Harmless Like You
Page 8
“That you’re a loser who never leaves her room.”
Odile did not take off the dress, but fell down on the bed in a sprawl. Her green shoes knocked against Yuki. Odile was spiteful, but so what. She was fine without either boy. She had a job. She would have lunch with Lou tomorrow. She slept and dreamt of alligators.
After the first two days, Yuki fell smoothly into the rhythm. Even Emileen’s 3:30 call was routine. She’d ask to be put through; Yuki denied her, Yuki listened to Emileen catch her breath and spill it in rolling sobs, ten minutes passed, and Emileen hung up. Someone hung red and green lights about the office. Two of the journalists carried in a tree. It stood in the corner of the reception, along with a battered menorah. Yuki wondered if she’d have to buy Lillian a gift.
The next Monday, Lou was triumphant at lunch because a think piece he’d written had made it out of Sports and into the Editorial. Something about a boxer who wouldn’t fight in the war.
“Why aren’t you fighting?”
“Me? Flat-footed, nearsighted, high blood pressure, asthmatic, left-handed. The cripples’ll need someone to pick on when they get back.” His smirk pulled her into this alliance of the weak. He offered her the end of his pastrami and mayo. The crust was ragged and the mayonnaise had soaked into the bread; it sagged at the middle.
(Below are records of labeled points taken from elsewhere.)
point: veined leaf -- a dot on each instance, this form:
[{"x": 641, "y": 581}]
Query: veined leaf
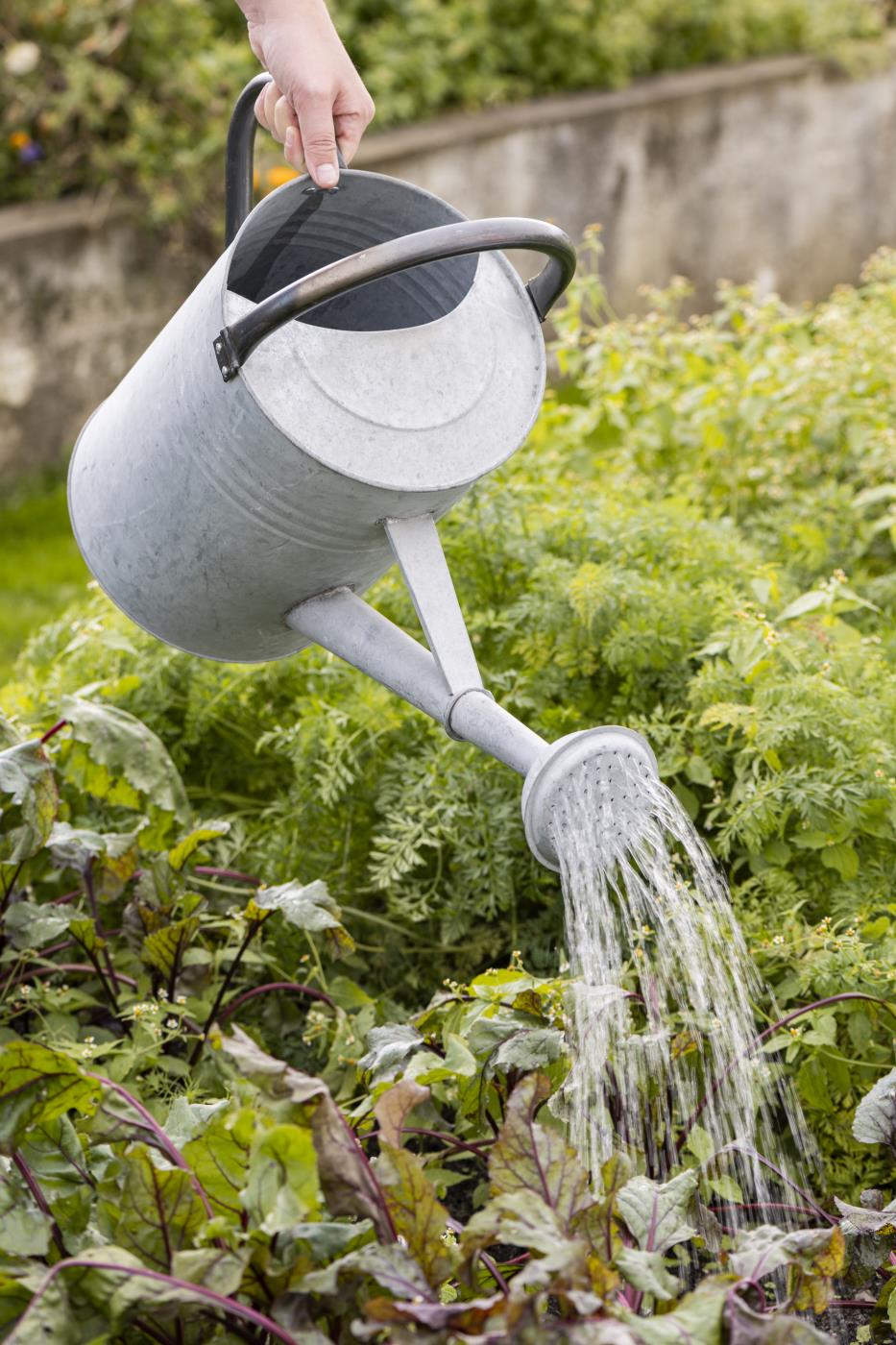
[
  {"x": 180, "y": 853},
  {"x": 220, "y": 1159},
  {"x": 393, "y": 1106},
  {"x": 647, "y": 1273},
  {"x": 164, "y": 947},
  {"x": 875, "y": 1119},
  {"x": 530, "y": 1159},
  {"x": 392, "y": 1267},
  {"x": 655, "y": 1214},
  {"x": 127, "y": 748},
  {"x": 345, "y": 1173},
  {"x": 30, "y": 925},
  {"x": 308, "y": 907},
  {"x": 27, "y": 779},
  {"x": 389, "y": 1048},
  {"x": 416, "y": 1213},
  {"x": 157, "y": 1212},
  {"x": 37, "y": 1085}
]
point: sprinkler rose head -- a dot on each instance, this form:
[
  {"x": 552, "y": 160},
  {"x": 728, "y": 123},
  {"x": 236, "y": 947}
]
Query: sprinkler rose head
[{"x": 608, "y": 759}]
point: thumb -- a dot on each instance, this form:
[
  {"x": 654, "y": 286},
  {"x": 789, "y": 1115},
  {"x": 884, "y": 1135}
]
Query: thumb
[{"x": 319, "y": 140}]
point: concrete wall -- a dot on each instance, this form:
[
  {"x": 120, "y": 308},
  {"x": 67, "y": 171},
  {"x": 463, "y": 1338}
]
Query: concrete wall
[
  {"x": 83, "y": 293},
  {"x": 778, "y": 171}
]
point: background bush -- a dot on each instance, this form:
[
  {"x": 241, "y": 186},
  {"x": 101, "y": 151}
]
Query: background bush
[
  {"x": 697, "y": 542},
  {"x": 132, "y": 96}
]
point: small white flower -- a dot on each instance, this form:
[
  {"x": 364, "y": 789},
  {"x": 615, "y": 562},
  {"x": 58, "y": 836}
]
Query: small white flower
[{"x": 22, "y": 58}]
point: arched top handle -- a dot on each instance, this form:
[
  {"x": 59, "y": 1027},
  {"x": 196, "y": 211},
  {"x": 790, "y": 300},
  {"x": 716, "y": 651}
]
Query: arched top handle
[
  {"x": 240, "y": 158},
  {"x": 234, "y": 343}
]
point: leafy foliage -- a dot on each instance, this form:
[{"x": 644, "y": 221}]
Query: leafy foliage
[
  {"x": 174, "y": 1177},
  {"x": 698, "y": 542},
  {"x": 101, "y": 94}
]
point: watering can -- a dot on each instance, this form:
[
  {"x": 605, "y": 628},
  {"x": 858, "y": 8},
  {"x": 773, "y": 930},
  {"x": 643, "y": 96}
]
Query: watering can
[{"x": 350, "y": 366}]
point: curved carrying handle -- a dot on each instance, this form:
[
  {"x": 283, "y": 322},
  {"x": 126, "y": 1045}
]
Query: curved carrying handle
[
  {"x": 234, "y": 343},
  {"x": 238, "y": 164}
]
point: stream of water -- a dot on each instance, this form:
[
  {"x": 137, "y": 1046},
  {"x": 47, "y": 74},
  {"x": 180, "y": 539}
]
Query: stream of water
[{"x": 662, "y": 1005}]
“But you called him a coward?” She was speaking about the boxer. “And isn’t The Paper against the war?”
“It’s easier to fill a page with fury than applause. As Lillian would say, an ovation lasts a minute, a riot a fortnight.”
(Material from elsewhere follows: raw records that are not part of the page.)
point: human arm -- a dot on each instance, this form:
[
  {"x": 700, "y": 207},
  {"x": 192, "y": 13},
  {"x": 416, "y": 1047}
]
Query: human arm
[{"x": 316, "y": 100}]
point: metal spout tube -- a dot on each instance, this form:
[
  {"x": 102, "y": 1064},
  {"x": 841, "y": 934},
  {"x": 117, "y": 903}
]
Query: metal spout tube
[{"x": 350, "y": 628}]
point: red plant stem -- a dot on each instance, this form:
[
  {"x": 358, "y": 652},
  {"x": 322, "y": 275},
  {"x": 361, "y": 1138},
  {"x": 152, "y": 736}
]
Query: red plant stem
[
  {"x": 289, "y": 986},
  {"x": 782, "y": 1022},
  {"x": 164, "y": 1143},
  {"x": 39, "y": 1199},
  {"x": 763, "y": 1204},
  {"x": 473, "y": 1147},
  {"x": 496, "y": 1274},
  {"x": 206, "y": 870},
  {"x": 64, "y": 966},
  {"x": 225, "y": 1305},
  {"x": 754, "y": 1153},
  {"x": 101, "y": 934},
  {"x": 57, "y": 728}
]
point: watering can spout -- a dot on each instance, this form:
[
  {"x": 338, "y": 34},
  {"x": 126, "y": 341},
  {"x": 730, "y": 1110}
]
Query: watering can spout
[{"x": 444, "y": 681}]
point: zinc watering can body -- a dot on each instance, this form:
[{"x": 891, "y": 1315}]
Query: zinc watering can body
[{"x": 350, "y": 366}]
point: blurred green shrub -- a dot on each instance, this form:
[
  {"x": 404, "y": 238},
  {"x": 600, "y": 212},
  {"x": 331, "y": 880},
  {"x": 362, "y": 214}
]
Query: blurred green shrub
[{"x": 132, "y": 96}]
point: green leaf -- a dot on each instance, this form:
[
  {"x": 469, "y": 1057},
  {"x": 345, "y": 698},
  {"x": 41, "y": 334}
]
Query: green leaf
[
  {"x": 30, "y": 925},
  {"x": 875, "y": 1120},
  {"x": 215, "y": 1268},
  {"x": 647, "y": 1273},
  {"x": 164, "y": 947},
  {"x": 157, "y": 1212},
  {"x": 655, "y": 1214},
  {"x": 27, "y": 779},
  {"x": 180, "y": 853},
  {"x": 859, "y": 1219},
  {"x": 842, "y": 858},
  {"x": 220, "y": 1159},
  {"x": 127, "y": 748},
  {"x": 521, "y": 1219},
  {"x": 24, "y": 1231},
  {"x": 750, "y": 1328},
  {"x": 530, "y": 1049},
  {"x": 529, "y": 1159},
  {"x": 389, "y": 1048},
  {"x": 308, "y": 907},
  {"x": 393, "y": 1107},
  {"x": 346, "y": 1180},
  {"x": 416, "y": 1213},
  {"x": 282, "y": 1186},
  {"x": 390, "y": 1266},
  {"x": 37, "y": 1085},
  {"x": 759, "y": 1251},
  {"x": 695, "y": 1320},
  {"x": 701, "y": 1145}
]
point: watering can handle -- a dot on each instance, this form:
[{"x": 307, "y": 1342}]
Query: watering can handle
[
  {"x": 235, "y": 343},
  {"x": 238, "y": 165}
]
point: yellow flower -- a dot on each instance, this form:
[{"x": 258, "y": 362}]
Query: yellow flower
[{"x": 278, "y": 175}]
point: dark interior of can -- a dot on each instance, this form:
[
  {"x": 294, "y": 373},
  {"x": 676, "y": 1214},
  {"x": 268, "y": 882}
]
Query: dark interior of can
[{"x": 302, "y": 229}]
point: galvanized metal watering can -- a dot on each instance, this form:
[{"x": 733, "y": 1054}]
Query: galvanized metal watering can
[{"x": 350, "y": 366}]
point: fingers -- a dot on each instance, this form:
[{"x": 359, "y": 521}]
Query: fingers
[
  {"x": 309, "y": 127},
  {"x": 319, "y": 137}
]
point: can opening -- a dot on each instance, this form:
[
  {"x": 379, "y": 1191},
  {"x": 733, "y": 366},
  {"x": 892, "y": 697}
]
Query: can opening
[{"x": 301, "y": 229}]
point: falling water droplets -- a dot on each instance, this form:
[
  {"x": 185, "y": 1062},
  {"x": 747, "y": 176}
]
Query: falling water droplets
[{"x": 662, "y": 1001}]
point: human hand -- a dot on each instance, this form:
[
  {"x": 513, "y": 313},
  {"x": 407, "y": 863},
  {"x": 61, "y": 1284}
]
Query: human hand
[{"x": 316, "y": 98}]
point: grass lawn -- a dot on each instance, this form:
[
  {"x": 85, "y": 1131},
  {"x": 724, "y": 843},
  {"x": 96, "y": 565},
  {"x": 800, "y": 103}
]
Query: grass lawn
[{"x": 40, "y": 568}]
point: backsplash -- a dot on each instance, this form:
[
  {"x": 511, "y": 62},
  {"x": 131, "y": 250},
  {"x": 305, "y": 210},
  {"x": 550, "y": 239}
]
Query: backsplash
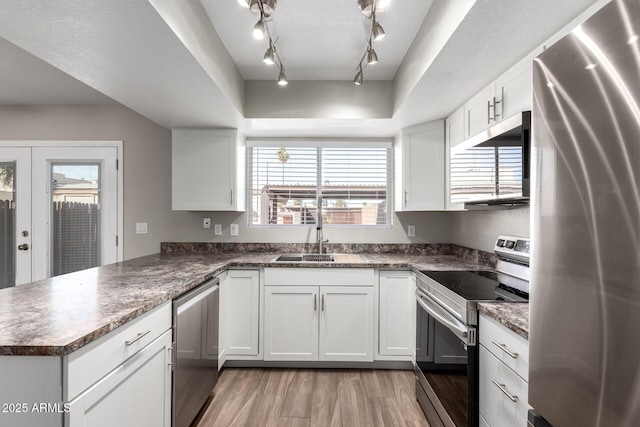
[{"x": 467, "y": 254}]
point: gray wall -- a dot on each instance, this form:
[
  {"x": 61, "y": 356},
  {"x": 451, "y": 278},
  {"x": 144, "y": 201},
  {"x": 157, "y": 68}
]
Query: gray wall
[
  {"x": 479, "y": 229},
  {"x": 147, "y": 183},
  {"x": 147, "y": 159}
]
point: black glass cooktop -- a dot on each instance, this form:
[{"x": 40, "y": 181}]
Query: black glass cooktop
[{"x": 476, "y": 285}]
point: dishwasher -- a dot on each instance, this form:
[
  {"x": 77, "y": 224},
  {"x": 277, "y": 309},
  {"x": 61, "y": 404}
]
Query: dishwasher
[{"x": 195, "y": 351}]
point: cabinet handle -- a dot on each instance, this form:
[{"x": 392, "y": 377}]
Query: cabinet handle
[
  {"x": 504, "y": 390},
  {"x": 489, "y": 112},
  {"x": 503, "y": 347},
  {"x": 139, "y": 337},
  {"x": 495, "y": 108}
]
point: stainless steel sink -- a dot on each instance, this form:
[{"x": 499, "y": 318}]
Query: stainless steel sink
[{"x": 305, "y": 258}]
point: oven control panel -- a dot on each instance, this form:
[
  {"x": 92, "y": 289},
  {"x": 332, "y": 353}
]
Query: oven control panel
[{"x": 514, "y": 248}]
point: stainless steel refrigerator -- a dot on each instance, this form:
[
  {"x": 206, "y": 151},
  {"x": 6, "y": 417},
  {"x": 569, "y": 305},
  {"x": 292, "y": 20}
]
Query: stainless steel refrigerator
[{"x": 585, "y": 285}]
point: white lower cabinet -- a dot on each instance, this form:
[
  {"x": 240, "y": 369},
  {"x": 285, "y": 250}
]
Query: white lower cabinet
[
  {"x": 502, "y": 375},
  {"x": 346, "y": 324},
  {"x": 397, "y": 301},
  {"x": 123, "y": 378},
  {"x": 241, "y": 301},
  {"x": 328, "y": 322},
  {"x": 136, "y": 393},
  {"x": 291, "y": 322}
]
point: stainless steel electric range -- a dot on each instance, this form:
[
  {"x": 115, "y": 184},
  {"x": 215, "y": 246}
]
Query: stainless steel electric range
[{"x": 447, "y": 329}]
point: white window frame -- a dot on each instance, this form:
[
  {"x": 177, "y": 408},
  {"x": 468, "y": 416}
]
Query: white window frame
[{"x": 386, "y": 143}]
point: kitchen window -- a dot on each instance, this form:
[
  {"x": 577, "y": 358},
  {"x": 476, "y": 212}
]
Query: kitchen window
[{"x": 289, "y": 179}]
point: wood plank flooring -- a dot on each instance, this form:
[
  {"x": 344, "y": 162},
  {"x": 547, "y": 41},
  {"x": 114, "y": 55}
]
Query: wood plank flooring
[{"x": 313, "y": 397}]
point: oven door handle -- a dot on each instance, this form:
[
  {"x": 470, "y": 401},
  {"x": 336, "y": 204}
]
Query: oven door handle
[{"x": 460, "y": 329}]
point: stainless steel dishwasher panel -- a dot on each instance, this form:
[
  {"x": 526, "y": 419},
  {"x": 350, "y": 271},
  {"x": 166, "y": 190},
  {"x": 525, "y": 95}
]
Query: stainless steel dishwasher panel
[{"x": 195, "y": 354}]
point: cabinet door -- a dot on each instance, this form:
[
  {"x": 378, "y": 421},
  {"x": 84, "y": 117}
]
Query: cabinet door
[
  {"x": 136, "y": 393},
  {"x": 243, "y": 313},
  {"x": 396, "y": 335},
  {"x": 346, "y": 323},
  {"x": 422, "y": 168},
  {"x": 480, "y": 112},
  {"x": 222, "y": 325},
  {"x": 204, "y": 170},
  {"x": 515, "y": 90},
  {"x": 499, "y": 387},
  {"x": 454, "y": 136},
  {"x": 291, "y": 323}
]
“Why doesn’t she talk like a normal person?”
“It’s complicated.” Sure, everything was complicated. Lou bent forward, tucking his fingers under her chin. He smelled of garlic and hair oil. “Seriously though, I think the cowards are the ones over there killing harmless little girls like you.”
Yuki touched her cheek. Harmless little girls like me. She thought of the corporals coming to say farewell in their brass buttons.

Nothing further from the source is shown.